In recent years, the financial technology sector has been making bank. Between 2018 and 2023, the rapidly growing "fintech" industry rose to over $39 billion in revenue, with projections to hit over $1.5 trillion by 2030.
Fintech is a sweeping industry that offers money tech to financial institutions or individual users — and increasingly crypto services, itself a multi-billion dollar trade.
But with crypto comes risk. A lot of risk. Despite some fintech tycoons' promises that crypto will enable "infinite growth," companies are brushing up against the limits of blockchain hype faster than they anticipated.
The latest among them is Block, the financial service conglomerate owned by Twitter cofounder Jack Dorsey. Block encompasses massive fintech platforms like Cash App and Square, as well as more boutique crypto outfits like Bitkey, a digital crypto wallet started in 2023.
Now the company is seeing brutal cuts. In an email titled "smaller block," according to TechCrunch, the company's billionaire CEO announced the layoffs of 931 Block employees, or about 8 percent of the company's total staff.

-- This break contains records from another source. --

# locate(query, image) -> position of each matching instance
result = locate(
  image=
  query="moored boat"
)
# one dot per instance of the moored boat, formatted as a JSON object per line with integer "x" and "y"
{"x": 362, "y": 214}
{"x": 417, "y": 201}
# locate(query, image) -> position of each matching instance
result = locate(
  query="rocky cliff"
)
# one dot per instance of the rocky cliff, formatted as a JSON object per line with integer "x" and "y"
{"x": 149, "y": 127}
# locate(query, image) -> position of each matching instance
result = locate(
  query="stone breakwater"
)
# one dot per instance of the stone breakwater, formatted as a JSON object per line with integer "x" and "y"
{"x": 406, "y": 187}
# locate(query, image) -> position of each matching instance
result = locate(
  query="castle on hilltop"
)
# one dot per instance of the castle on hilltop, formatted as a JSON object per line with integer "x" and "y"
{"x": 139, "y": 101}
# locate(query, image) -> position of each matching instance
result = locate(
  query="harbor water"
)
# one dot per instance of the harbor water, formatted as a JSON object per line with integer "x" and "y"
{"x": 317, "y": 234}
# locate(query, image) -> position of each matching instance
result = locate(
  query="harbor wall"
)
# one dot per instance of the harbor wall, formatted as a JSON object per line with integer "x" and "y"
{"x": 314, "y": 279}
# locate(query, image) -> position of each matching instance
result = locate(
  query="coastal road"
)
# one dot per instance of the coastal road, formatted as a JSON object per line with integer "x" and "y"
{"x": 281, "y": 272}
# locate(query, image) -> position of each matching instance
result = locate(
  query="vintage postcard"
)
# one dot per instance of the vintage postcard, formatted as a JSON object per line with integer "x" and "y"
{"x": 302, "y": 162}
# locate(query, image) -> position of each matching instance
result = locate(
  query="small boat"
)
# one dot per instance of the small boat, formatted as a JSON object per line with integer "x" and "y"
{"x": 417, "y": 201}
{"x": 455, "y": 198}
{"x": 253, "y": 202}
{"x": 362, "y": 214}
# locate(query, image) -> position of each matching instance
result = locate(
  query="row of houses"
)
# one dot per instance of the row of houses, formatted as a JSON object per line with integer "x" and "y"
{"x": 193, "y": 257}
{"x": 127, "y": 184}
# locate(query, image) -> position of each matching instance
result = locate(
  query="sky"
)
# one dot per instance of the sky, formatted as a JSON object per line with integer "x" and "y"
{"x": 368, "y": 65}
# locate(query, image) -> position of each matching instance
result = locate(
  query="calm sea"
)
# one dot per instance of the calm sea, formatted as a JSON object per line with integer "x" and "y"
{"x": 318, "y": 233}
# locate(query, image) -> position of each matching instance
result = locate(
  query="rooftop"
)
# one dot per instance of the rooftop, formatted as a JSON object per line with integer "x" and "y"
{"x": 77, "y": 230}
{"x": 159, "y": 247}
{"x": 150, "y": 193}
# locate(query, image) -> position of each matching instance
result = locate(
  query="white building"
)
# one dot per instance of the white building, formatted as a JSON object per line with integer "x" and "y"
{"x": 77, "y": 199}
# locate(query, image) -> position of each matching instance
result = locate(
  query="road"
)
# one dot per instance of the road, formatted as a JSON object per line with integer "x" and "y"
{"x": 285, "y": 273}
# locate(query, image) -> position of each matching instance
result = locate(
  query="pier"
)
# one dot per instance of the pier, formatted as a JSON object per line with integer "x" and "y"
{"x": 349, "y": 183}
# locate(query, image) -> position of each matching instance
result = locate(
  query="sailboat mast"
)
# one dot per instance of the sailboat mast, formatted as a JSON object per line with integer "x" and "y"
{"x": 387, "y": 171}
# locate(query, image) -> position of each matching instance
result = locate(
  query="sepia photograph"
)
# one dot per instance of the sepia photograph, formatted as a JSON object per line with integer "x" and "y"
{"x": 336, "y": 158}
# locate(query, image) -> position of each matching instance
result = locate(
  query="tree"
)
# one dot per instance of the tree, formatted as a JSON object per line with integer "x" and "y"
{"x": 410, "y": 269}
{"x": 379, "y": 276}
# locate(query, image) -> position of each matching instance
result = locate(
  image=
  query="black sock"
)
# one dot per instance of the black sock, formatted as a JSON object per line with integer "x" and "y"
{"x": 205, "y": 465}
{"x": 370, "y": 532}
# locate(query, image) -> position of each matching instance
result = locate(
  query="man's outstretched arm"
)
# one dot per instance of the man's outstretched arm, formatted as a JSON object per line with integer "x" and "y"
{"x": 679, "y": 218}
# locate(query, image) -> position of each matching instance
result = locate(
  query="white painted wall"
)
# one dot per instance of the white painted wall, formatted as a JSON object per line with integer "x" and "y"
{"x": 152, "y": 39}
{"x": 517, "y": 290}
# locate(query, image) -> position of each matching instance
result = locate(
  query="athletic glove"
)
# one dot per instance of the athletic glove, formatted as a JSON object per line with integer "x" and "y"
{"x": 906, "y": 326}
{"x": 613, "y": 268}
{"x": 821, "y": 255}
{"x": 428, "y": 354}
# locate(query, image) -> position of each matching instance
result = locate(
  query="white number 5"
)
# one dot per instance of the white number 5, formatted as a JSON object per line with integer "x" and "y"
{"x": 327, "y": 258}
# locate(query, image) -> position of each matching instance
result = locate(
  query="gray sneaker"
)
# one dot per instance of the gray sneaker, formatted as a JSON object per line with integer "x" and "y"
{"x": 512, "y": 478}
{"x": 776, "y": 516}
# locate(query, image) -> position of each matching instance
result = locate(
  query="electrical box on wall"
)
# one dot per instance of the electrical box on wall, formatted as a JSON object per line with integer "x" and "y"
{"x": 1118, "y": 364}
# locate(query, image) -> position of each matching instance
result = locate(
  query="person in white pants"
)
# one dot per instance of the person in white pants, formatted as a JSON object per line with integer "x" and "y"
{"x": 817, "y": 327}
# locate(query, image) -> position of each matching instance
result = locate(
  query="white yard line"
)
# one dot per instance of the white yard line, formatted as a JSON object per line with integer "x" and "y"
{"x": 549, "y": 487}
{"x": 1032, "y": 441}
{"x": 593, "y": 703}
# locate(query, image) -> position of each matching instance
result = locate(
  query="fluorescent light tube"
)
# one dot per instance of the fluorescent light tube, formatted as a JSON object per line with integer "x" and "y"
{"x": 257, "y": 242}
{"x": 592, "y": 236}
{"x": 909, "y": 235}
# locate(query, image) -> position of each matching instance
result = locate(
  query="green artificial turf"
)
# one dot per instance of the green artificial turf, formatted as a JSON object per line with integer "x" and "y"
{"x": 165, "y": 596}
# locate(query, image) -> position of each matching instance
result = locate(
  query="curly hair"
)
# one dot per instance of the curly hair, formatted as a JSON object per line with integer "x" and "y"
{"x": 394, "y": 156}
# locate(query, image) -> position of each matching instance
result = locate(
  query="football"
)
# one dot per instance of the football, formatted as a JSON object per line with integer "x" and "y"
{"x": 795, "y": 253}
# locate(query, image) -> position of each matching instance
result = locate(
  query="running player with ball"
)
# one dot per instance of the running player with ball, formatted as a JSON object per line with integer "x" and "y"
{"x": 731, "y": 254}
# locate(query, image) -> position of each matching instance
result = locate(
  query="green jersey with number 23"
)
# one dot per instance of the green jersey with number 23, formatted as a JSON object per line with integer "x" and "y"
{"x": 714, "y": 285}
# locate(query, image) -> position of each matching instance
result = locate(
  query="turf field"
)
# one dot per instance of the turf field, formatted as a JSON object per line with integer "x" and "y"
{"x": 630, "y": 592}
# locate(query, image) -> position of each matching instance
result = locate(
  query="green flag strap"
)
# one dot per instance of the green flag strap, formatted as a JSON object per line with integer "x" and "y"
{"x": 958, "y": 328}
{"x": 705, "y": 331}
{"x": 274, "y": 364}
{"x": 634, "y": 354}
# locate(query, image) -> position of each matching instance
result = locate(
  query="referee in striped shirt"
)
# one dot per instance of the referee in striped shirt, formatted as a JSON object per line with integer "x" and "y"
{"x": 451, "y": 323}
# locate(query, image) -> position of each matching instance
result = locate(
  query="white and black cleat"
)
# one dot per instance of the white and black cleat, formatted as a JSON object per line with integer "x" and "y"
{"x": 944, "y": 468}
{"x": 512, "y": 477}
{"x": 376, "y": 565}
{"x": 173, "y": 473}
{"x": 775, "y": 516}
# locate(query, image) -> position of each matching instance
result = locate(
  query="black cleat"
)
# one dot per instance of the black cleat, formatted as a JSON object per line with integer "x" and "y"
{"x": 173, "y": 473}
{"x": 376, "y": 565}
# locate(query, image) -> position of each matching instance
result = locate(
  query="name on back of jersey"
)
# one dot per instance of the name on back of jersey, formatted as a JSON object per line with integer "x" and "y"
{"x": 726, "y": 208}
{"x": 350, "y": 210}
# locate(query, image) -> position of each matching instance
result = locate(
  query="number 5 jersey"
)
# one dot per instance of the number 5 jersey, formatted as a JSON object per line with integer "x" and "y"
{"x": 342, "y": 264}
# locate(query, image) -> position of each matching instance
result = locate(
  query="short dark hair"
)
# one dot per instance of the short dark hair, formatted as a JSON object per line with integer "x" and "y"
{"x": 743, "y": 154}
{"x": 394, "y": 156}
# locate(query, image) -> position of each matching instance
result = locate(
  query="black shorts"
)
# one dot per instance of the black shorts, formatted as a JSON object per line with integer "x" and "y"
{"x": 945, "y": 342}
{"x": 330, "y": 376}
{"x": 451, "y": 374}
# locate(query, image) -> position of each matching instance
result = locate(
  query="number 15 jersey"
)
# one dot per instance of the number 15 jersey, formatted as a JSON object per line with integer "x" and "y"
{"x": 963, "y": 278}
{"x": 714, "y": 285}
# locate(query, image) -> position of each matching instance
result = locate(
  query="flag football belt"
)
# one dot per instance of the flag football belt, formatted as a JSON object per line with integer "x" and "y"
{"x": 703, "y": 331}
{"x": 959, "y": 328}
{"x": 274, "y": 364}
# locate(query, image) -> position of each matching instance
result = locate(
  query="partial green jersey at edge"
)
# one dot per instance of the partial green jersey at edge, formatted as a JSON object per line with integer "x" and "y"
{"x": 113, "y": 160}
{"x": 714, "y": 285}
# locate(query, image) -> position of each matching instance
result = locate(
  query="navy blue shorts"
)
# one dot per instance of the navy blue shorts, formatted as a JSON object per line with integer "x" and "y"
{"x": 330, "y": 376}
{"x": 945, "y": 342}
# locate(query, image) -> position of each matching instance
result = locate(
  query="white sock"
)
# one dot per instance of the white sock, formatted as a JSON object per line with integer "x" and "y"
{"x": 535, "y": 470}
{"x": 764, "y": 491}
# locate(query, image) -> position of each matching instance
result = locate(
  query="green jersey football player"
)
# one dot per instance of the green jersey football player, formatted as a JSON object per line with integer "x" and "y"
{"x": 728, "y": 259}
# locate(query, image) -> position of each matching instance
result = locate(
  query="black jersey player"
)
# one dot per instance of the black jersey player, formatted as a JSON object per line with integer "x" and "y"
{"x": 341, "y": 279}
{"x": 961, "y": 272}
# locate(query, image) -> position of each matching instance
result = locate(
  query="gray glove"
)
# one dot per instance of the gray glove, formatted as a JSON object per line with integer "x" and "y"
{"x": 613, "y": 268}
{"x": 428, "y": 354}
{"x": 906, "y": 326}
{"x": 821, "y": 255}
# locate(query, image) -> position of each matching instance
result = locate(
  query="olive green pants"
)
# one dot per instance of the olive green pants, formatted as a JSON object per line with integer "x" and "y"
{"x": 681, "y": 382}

"hi all," the hip all-lowercase message opens, dripping in authenticity the way only a CEO's email can. "today we’ll be making some org changes, including eliminating roles and beginning the consultation process in countries where required."
Dorsey proceeds to announce immediate layoffs and an overhaul to Block's managerial strategies, including 80 manager layoffs and 193 demotions from manager to "individual contributor roles." It also includes the immediate closure of some 748 open jobs that Block had been hiring for.
"thank you to all those leaving us," the CEO concludes. "we will continue to honor [your work] by increasing our value to our customers, and therefore to all of our shareholders, including you."
Though Dorsey cryptically insists that the layoffs are meant to flatten the "org so we can move faster and with less abstraction," the moves come as Block's ambitions dramatically shift from crypto makework to buy-now-pay-later schemes, a growing trend in the fintech sector. In that sense, the layoffs are probably a sign that the blockchain hype train — which Dorsey eagerly jumped aboard back in 2021 — was too good to be true.
In November of 2024, for example, Dorsey announced he was "winding down" Block's crypto-arm, known TBD, which is now in a permanent state of "wound down," according to its website. It was a telling moment, as Dorsey once hailed TBD as the frontier of decentralized digital currency, drawing investment cash from around the world.
Luckily for the remaining Block employees, predatory loans are Dorsey's bread and butter. In 2023, a scathing report by Hindenburg Research claimed that Block had dramatically overhyped its user counts, facilitated fraud, and preyed on low-income users. Though Cash App marketing hailed the platform's "instant deposit" feature as "magic," the report claims it was really a form of predatory payday loan that fueled upwards of 31 percent of the app's revenue.
"The 'magic' behind Block’s business has not been disruptive innovation," the report reads, "but rather the company’s willingness to facilitate fraud against consumers and the government, avoid regulation, dress up predatory loans and fees as revolutionary technology, and mislead investors with inflated metrics."
That in mind, maybe the best way to look at Block's layoffs isn't an end to the crypto boom, but a return to a time-tested fintech model.
The CEO should be set either way, as the report summarized at the time: "in the meantime, Dorsey and top executives already sold over $1 billion in equity near the top, ensuring they will be fine regardless of the outcome for everyone else.”